Rhasspy: When It’s Still the Right Call
Let’s be fair to Rhasspy, because “use Wyoming for everything new” doesn’t mean Rhasspy is dead for everyone.
Keep Rhasspy if:
- You’ve got a working Rhasspy 2.5 setup with custom intents and slot programs that you’ve tuned for years. The migration pain is real and Wyoming’s intent handling is simpler by design.
- You need the Rhasspy GUI intent builder. Wyoming assumes you’re comfortable with YAML and HA automations; Rhasspy had a proper web UI for building intents visually.
- You’re running on hardware where Wyoming’s modular approach (multiple containers, multiple ports) adds complexity you don’t want.
- Your STT requirements are unusual — Rhasspy 2.5 supports Kaldi, DeepSpeech, and other backends that Wyoming doesn’t.
Use Wyoming for:
- Anything new. There’s no reason to start a fresh deployment on Rhasspy when Wyoming is what’s being actively developed.
- Hardware integration. The Voice PE puck, the Atom Echo, and any future HA-certified voice hardware speaks Wyoming natively.
- Modular upgrades. Want to swap your wake word engine without touching STT? Wyoming’s architecture makes that a one-line change.
- Long-term viability. Rhasspy 2.5 maintenance has slowed and Rhasspy 3 is stalled. Wyoming is where Nabu Casa is putting resources.
If you’re on Rhasspy 2.5 and it’s working, the migration isn’t urgent. But plan for it eventually — especially if you want to use the newer HA voice hardware.
Troubleshooting the Common Pain Points
Wake word false positives: openWakeWord’s sensitivity can be tuned. In the wyoming-openwakeword command, add --threshold 0.5 (default is lower). Higher = less sensitive = fewer false triggers.
STT accuracy drops for specific words: Faster-whisper is trained on general speech. If your entity names are unusual (“turn on Zephyrus” for a PC), add them as aliases in HA or retrain with custom vocabulary. The simpler fix: rename the entity to something Whisper handles naturally.
Audio echo/feedback on the Atom Echo: The noise_suppression_level: 2 in the ESPHome config helps. Also make sure your Piper TTS volume isn’t blasting — the Atom Echo mic will pick it up and try to transcribe the HA response. Use volume_multiplier to tune it.

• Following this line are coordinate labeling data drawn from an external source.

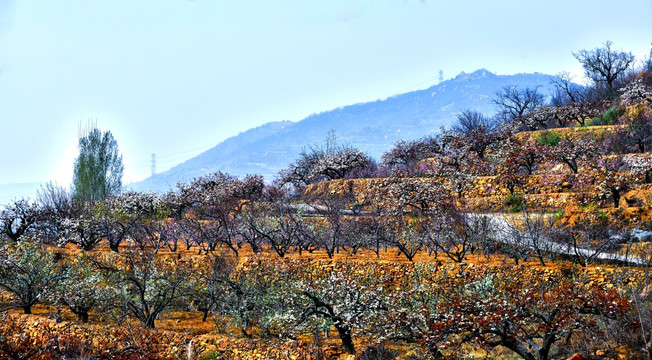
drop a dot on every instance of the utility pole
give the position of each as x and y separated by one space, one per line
153 164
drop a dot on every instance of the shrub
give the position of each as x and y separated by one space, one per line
609 117
550 138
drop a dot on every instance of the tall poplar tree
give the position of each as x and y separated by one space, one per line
98 168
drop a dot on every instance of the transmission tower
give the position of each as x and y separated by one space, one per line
153 164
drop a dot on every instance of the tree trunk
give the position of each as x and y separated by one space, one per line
616 195
345 336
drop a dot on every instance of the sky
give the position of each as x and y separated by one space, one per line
175 78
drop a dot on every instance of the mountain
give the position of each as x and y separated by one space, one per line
372 127
11 192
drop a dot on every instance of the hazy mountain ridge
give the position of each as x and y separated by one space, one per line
372 127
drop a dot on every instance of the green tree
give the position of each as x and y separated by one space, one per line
98 168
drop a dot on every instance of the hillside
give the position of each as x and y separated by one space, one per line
372 127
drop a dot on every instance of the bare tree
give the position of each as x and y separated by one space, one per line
566 90
604 65
480 130
514 103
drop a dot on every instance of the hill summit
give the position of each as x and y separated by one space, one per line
372 127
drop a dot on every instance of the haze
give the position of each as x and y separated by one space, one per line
178 77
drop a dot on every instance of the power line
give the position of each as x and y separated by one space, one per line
153 164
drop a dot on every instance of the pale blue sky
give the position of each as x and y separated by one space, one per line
177 77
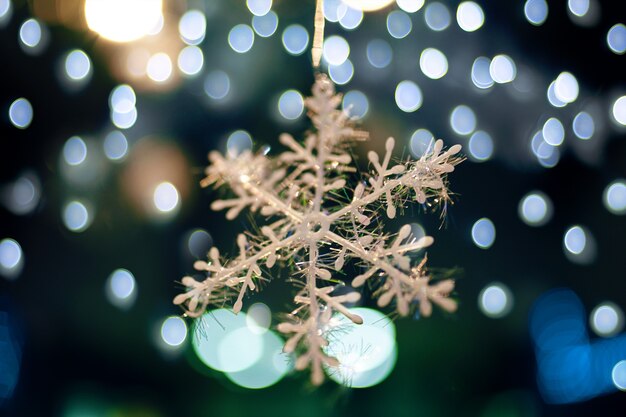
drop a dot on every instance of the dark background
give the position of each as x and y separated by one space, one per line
76 347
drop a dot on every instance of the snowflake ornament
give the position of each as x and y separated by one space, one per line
315 225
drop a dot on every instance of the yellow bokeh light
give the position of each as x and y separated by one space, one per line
368 5
123 20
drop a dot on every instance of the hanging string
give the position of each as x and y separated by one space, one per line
318 35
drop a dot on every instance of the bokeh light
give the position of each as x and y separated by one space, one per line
21 113
433 63
399 24
366 352
356 104
190 60
495 300
583 125
437 16
295 39
535 209
77 216
192 27
241 38
470 16
11 258
408 96
536 11
502 69
123 20
291 104
173 331
121 289
614 197
463 120
616 38
480 146
217 85
483 233
266 25
607 319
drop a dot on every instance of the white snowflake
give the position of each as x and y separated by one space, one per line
317 229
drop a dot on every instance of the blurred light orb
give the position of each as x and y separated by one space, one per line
366 352
583 125
615 197
21 113
566 87
295 39
11 258
266 25
122 99
578 7
259 7
495 300
77 65
341 74
291 104
463 120
121 288
166 197
408 96
31 33
173 331
480 146
502 69
76 216
115 146
124 120
336 50
536 11
437 16
192 27
367 5
606 320
552 98
356 104
535 209
199 243
410 6
421 142
399 24
619 110
217 85
241 38
237 142
350 18
618 375
259 318
190 60
159 68
379 53
470 16
123 20
480 73
433 63
74 151
616 38
553 132
483 233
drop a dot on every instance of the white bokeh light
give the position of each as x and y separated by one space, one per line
484 233
433 63
408 96
495 300
614 197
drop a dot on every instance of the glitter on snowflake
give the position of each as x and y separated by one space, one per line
316 229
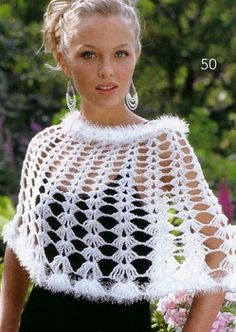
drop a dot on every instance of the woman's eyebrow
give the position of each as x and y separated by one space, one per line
92 46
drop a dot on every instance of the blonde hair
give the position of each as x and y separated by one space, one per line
62 16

Wyoming services not connecting: Check that your firewall isn’t blocking the Wyoming ports (10200, 10300, 10400) between the server running the containers and your HA instance. These aren’t HTTP — HA opens a persistent TCP connection to each service.

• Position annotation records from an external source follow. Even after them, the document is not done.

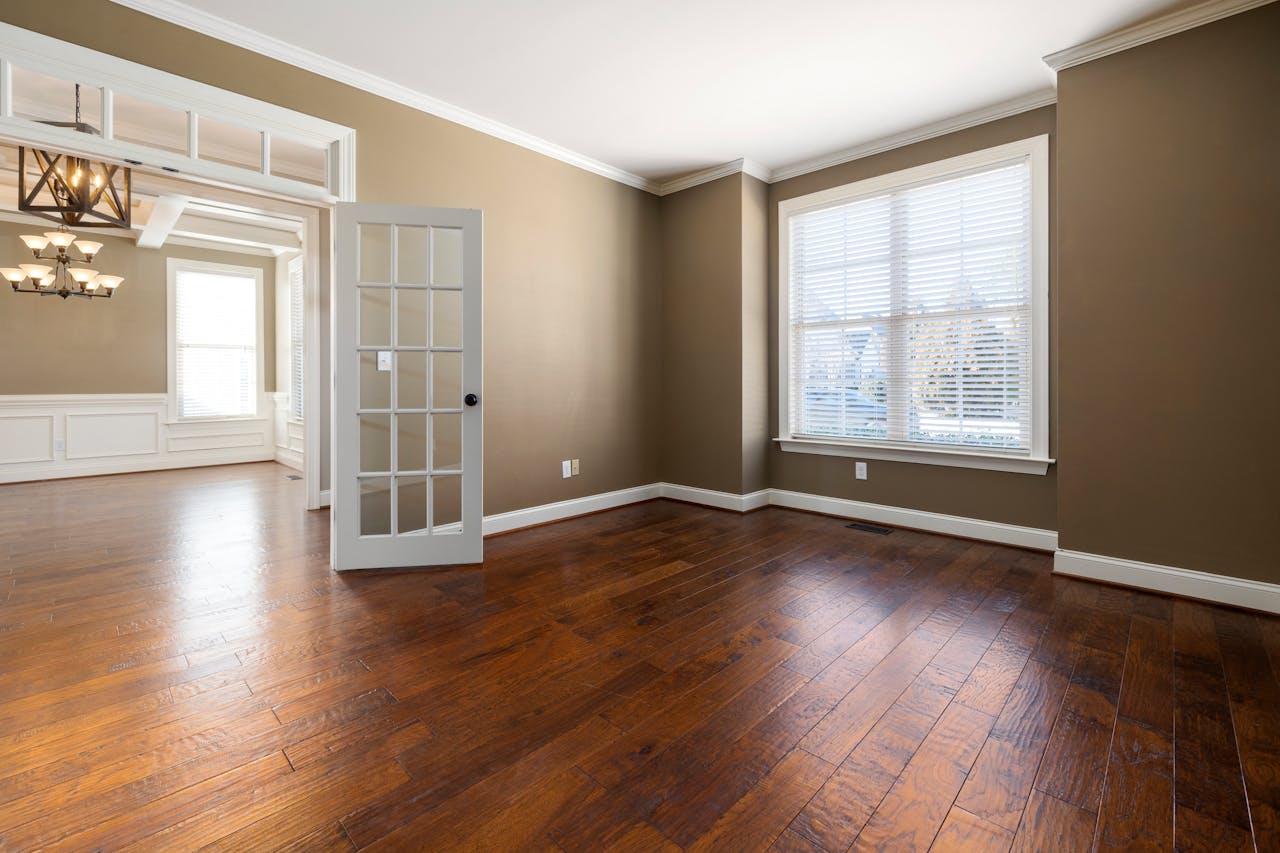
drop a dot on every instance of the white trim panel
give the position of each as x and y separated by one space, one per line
88 434
920 455
718 500
954 525
1221 589
1152 30
516 519
897 516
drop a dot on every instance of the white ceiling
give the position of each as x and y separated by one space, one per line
666 87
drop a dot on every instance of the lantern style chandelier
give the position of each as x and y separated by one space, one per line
71 191
68 274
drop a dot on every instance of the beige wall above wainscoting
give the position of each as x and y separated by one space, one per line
117 346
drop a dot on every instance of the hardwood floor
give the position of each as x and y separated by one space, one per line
178 667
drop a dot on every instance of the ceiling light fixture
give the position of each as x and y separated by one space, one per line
72 190
62 279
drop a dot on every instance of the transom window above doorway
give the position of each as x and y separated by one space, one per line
150 118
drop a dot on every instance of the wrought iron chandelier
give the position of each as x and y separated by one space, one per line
83 194
72 190
62 279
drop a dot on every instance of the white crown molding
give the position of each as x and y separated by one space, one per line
1152 30
713 173
1221 589
241 36
974 118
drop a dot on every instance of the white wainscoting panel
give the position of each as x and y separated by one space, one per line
120 433
56 436
26 438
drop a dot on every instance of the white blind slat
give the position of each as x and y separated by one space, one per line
215 336
912 314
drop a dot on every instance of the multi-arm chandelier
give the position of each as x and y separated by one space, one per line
71 191
60 279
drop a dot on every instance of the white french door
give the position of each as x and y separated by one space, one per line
407 387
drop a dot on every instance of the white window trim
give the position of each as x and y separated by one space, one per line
182 264
1034 463
112 74
296 263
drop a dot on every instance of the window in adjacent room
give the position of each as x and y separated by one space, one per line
215 332
914 313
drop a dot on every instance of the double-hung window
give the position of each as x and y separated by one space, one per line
914 314
215 333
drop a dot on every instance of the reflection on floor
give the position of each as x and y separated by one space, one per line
179 666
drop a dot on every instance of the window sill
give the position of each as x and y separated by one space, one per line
919 455
197 422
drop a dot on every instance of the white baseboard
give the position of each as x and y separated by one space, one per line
45 437
288 457
1238 592
504 521
718 500
955 525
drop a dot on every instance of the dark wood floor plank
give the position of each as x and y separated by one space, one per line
1207 785
186 671
1255 696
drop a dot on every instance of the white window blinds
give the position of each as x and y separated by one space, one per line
215 342
296 338
910 315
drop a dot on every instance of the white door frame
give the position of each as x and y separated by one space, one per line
437 544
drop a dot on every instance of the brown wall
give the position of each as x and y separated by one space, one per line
1169 174
572 296
1013 498
114 346
755 336
702 336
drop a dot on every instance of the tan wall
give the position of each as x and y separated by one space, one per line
1011 498
1169 168
702 334
572 296
117 346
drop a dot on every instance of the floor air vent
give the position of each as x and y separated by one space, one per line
871 528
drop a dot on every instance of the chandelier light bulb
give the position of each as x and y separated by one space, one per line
35 242
88 247
60 238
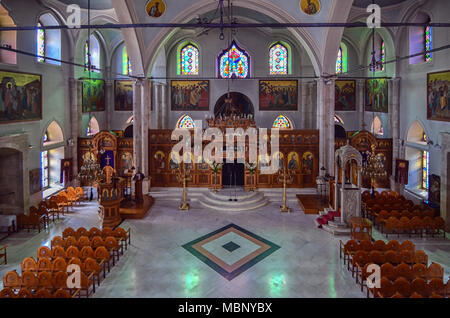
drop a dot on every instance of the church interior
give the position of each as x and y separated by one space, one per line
347 104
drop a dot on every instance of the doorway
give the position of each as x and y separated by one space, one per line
233 174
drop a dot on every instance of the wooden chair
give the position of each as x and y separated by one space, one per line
44 252
420 286
30 281
43 293
81 232
7 293
29 265
402 286
72 251
59 265
420 257
69 232
12 280
58 252
435 270
419 271
57 241
3 254
44 265
24 293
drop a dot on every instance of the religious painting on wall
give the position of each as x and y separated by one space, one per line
20 97
278 95
376 95
123 95
93 95
401 171
438 96
345 95
310 7
434 190
35 181
293 161
155 8
190 95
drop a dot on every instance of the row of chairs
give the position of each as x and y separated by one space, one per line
404 225
41 293
418 288
346 250
112 252
52 281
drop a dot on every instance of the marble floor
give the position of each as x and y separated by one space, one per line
307 263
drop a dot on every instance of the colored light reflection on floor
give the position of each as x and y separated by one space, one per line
191 281
277 283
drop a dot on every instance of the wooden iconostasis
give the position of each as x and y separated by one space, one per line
299 149
363 141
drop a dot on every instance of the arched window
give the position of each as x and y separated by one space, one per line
93 127
7 37
420 39
338 120
282 122
233 63
186 122
377 127
92 54
48 42
188 60
278 59
126 64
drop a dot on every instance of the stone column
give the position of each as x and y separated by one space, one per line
445 176
394 113
75 87
360 100
325 123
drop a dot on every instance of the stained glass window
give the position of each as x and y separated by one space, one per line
339 62
282 122
44 169
425 169
92 54
428 43
278 59
186 122
382 56
189 60
234 63
40 42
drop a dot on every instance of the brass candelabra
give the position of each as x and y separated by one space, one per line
183 176
285 177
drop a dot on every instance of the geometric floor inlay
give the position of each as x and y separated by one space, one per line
231 250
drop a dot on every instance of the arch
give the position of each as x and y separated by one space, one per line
185 121
92 54
338 120
7 37
420 39
302 35
48 42
233 62
282 122
53 134
188 58
93 127
342 59
280 59
377 127
416 133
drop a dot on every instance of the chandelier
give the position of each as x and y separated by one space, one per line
90 171
373 167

Piper voice sounds robotic: You’re using a low-quality voice model. Switch from en_US-lessac-low to en_US-lessac-medium or en_US-lessac-high. The high-quality models are around 60MB and noticeably better.
The Bottom Line
Wyoming is the future of local voice in Home Assistant. It’s modular, actively developed, and the official HA voice hardware speaks it natively. If you’re starting fresh, use Wyoming — full stop.

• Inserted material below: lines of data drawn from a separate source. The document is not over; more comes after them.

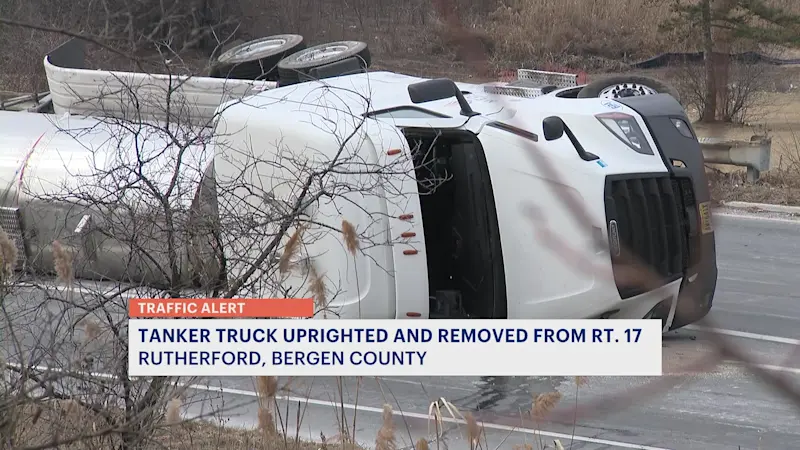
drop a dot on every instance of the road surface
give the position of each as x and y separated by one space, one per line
727 408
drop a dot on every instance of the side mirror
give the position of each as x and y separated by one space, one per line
553 128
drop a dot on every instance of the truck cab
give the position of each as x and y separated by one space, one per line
463 200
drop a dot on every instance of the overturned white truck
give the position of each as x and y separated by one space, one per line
437 176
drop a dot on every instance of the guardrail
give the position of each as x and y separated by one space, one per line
753 154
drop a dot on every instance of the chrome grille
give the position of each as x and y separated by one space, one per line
514 91
11 222
543 78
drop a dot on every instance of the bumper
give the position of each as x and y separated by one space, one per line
697 292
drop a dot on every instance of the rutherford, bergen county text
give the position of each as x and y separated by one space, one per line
378 335
278 358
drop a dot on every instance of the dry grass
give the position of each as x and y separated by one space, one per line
66 420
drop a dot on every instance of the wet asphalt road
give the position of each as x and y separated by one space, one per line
726 408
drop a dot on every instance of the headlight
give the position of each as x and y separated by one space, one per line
624 126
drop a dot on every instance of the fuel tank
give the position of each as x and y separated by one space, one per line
119 199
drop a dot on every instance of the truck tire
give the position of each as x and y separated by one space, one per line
256 59
626 86
291 67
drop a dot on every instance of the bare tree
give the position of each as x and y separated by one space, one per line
155 200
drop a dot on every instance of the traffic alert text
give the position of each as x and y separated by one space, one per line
252 347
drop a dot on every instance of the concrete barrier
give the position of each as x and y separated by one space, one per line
753 154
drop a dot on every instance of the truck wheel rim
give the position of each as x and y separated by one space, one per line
626 90
320 53
259 46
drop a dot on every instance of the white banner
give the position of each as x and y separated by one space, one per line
253 347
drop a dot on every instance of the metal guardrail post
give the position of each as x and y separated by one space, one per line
753 154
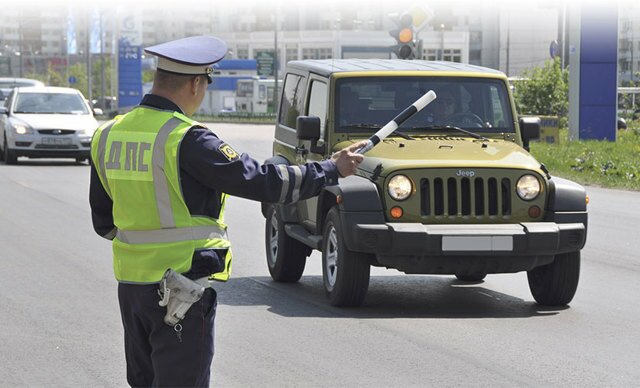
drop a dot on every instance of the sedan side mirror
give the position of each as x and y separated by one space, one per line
529 130
308 128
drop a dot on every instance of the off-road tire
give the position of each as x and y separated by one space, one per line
345 273
286 256
555 284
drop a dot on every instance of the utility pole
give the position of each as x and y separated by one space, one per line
103 104
89 72
508 42
275 60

Rhasspy isn’t dead, but it’s living in maintenance mode. If you have a working Rhasspy 2.5 deployment you like, no one’s forcing you to migrate today. But if you’re spinning up voice for the first time or adding new satellite devices, Wyoming is the clear choice.
On hardware: don’t underestimate the model size question. A Pi 4 with faster-whisper tiny will frustrate you and your family. Get an N100 box, add a Coral USB to your Pi, or accept that voice assistant latency is going to be a recurring topic at dinner. The $150 mini-PC investment genuinely transforms the experience from “cool experiment” to “thing the household actually uses.”
Your spouse wants to turn off the bedroom lights by voice. Wyoming on an N100 with a couple of Atom Echoes and medium-int8 can actually deliver that — no cloud, no Alexa, no data leaving your network. It just takes an afternoon to set up instead of 30 seconds with a commercial product.
That’s the trade you made when you donated those Echos. It was the right call.